Each subsequent sentence adds further detail, with the most salient facts
always coming first. So you stop reading when you have as much detail as you
want, safe in the knowleddge you're not missing anything too important.

If the author is diluting, simply repeating things already written at greater
length they're not doing it correctly.

Just to reiterate, PG's articles aren't news stories so there is no need to
follow this pattern. There are many other kinds of journalistic leads - the
colour intro, the delayed drop, etc.

------
arethuza
Iain Banks manages to provide both one of the most memorable opening
sentences:

"It was the day my grandmother exploded."

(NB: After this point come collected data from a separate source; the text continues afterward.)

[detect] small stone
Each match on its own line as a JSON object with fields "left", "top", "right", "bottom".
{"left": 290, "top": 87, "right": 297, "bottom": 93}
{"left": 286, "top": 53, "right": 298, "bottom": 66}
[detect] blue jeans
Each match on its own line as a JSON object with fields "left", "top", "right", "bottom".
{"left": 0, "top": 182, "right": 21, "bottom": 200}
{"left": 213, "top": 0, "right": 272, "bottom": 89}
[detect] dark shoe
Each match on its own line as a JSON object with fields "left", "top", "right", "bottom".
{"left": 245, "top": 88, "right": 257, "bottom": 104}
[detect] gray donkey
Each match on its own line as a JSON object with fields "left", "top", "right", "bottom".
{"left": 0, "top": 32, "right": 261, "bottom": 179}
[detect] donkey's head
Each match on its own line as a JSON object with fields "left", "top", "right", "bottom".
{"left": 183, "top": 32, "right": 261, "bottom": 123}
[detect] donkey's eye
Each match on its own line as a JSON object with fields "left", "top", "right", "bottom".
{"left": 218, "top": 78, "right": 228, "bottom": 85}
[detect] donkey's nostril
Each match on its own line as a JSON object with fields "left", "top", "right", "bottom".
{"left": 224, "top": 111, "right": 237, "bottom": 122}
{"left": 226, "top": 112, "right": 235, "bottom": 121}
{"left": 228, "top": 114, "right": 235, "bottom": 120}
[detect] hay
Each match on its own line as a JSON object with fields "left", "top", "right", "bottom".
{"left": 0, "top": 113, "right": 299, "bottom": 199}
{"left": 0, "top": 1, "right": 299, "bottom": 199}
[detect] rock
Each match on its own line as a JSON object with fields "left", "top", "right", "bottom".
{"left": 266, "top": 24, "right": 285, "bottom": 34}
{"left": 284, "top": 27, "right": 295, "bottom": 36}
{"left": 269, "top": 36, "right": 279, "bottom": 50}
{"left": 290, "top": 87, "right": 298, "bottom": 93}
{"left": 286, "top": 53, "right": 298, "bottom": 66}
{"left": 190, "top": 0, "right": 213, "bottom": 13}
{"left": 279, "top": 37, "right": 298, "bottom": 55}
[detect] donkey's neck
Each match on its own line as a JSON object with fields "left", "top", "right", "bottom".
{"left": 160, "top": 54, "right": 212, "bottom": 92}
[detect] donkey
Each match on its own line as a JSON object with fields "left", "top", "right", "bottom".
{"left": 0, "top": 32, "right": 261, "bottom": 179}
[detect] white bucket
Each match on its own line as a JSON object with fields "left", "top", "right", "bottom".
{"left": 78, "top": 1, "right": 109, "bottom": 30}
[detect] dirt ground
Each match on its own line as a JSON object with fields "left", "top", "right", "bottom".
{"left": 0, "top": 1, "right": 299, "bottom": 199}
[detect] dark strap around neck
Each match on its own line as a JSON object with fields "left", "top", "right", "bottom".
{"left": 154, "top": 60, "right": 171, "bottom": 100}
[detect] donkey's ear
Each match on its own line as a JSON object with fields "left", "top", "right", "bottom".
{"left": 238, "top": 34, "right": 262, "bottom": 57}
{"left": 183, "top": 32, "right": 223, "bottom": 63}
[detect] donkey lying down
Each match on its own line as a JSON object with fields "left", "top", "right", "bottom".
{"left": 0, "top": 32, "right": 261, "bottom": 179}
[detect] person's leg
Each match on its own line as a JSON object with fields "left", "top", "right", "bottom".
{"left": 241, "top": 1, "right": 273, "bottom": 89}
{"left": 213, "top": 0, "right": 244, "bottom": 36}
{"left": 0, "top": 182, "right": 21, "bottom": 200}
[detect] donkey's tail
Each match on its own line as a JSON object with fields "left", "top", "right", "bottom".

and my favourite opening paragraph (or two):

"Two days ago I decided to kill myself. I would walk and hitch and sail away
from this dark city to the bright spaces of the wet west coast, and there
throw myself into the tall, glittering seas beyond Iona (with its cargo of
mouldering kings) to let the gulls and seals and tides have their way with my
remains, and in my dying moments look forward to an encounter with Staffa’s
six-sided columns and Fingal’s cave; or I might head south to Corryvrecken, to
be spun inside the whirlpool and listen with my waterlogged deaf ears to its
mile-wide voice ringing over the wave-race; or be borne north, to where the
white sands sing and coral hides, pink-fingered and hard-soft, beneath the
ocean swell, and the rampart cliffs climb thousand-foot above the seething
acres of milky foam, rainbow-buttressed.

Last night I changed my mind and decided to stay alive. Everything that
follows is . . . just to try and explain."

From _The Crow Road_ and _Espedair Street_ respectively.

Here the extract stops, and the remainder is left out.